Proteinortho significantly reduces the required amount of memory for orthology analysis compared to existing tools, allowing such computations to be performed on off-the-shelf hardware.

Background

Genome annotation largely depends on the determination of sequence intervals that are homologous, and if possible, orthologous to sequences of known identity and function in related genomes. Orthologous genes (orthologs) are derived from a common ancestor by a speciation event [1]. Orthologs are of particular interest because they can be expected to have maintained at least part of their (ancestral) biological function. For protein-coding genes, several well-known databases, including InParanoid[2], OrthoMCL-DB[3], COG-database[4], Homogene[5], eggNOG[6], OMA Browser[7] and Ensembl Compara[8] compile such information. Their content is restricted to data previously published in comprehensive databases of protein sequences such as UniProt[9]. Updates with additional proteomic data thus are published relatively infrequently. Modern high-throughput technologies, however, produce huge amounts of protein data and even larger amounts of transcript data that are computationally translated to putative polypeptide sequences.
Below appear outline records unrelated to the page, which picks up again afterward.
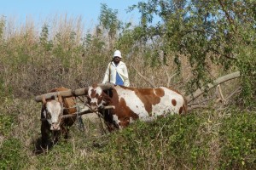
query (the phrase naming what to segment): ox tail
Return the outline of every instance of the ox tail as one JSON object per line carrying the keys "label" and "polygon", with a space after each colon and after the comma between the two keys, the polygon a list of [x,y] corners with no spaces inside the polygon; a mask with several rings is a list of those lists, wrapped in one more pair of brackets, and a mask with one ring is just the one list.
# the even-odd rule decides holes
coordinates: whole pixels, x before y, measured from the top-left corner
{"label": "ox tail", "polygon": [[183,97],[183,99],[184,99],[184,103],[183,105],[183,110],[184,111],[184,114],[187,114],[188,113],[188,101],[184,97]]}

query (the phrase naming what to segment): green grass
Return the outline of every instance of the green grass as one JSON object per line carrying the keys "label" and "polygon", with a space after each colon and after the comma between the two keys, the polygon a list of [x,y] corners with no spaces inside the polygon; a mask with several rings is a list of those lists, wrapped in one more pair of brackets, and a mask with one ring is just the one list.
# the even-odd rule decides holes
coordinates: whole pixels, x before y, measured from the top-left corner
{"label": "green grass", "polygon": [[67,140],[61,139],[48,152],[36,155],[40,105],[30,100],[4,104],[0,116],[1,169],[252,169],[256,166],[255,111],[198,110],[152,122],[137,122],[104,135],[98,124],[84,120],[84,131],[75,125]]}

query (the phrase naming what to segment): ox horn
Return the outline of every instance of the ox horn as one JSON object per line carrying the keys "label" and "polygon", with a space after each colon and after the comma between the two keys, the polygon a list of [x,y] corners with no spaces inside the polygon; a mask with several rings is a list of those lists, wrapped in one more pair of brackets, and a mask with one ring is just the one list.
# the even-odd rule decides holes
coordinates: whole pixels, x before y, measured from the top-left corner
{"label": "ox horn", "polygon": [[60,103],[62,103],[62,97],[61,97],[61,95],[60,94],[58,94],[57,95],[58,95],[58,101]]}
{"label": "ox horn", "polygon": [[44,95],[42,96],[42,103],[46,104],[46,99]]}
{"label": "ox horn", "polygon": [[99,87],[101,87],[102,88],[102,90],[109,90],[109,89],[113,89],[114,87],[114,84],[113,83],[107,83],[107,84],[98,84]]}

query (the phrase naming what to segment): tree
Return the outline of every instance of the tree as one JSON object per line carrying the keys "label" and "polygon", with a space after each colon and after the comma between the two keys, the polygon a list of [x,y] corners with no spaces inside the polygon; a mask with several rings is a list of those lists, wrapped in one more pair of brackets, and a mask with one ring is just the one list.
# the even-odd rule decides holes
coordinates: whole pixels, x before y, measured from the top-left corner
{"label": "tree", "polygon": [[106,31],[108,32],[109,46],[112,48],[113,43],[117,37],[118,31],[121,28],[122,22],[118,20],[117,9],[108,8],[106,3],[102,3],[101,5],[100,26],[97,26],[97,29],[102,28],[103,31]]}
{"label": "tree", "polygon": [[[244,103],[253,102],[256,88],[256,3],[252,0],[149,0],[130,8],[141,13],[144,32],[161,38],[166,56],[187,56],[193,77],[190,92],[212,81],[207,60],[224,71],[239,71]],[[157,15],[161,22],[152,26]],[[151,24],[151,26],[149,26]],[[180,65],[180,55],[173,59]]]}

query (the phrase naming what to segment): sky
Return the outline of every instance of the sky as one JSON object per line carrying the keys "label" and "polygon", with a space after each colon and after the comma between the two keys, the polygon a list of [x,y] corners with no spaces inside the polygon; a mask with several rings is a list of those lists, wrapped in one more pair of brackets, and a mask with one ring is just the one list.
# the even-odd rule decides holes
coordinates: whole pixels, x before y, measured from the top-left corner
{"label": "sky", "polygon": [[106,3],[109,8],[118,10],[118,18],[123,22],[131,21],[137,25],[140,14],[137,10],[126,13],[129,6],[137,4],[143,0],[0,0],[0,17],[14,19],[16,24],[26,20],[42,23],[54,15],[67,14],[68,17],[82,17],[90,26],[98,24],[101,3]]}

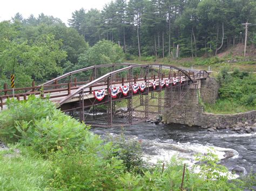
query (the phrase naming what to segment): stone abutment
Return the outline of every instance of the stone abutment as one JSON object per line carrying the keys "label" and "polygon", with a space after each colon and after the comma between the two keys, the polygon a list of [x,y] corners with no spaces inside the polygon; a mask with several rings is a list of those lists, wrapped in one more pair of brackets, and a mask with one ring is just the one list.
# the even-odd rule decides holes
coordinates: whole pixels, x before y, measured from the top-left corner
{"label": "stone abutment", "polygon": [[[169,97],[172,94],[171,89],[166,89],[165,105],[171,109],[163,114],[164,121],[167,124],[178,123],[207,128],[232,125],[239,122],[255,120],[255,110],[228,115],[205,112],[202,102],[214,103],[218,98],[219,88],[219,83],[214,78],[198,80],[196,84],[190,86],[183,99],[173,107]],[[172,96],[175,96],[178,93],[173,91]]]}

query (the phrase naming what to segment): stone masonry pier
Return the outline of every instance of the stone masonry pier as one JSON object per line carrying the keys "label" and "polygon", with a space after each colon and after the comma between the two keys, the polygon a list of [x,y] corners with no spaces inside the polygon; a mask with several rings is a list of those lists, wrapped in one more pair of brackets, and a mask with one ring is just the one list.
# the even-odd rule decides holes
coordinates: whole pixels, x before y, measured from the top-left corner
{"label": "stone masonry pier", "polygon": [[[214,114],[204,112],[201,102],[214,103],[218,98],[219,84],[213,77],[197,80],[196,84],[192,86],[188,93],[176,105],[172,107],[169,101],[170,89],[165,93],[165,105],[171,108],[163,115],[163,120],[167,124],[179,123],[196,125],[204,128],[219,125],[232,125],[239,122],[246,120],[253,121],[256,118],[256,111],[235,114]],[[173,91],[175,96],[177,92]]]}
Oftentimes, therefore, it would be desirable to generate the orthology relation for a particular dataset, so that the availability of orthology data does not limit the set of species or genes that can be included.

The computation of genome-wide orthology data, however, is a challenging and time consuming task with the currently available tools. In many cases, orthologs cannot be identified unambiguously by means of sequence comparison. The main difficulty arises from the presence of paralogs (homologous genes within the same genome) which can make it very difficult to recognize the correct ortholog among the other homologs. Gene duplications following the speciation, furthermore, create two or more genes in one lineage that are, collectively, orthologous to one or more genes in another lineage. Such genes are known as co-orthologs [10].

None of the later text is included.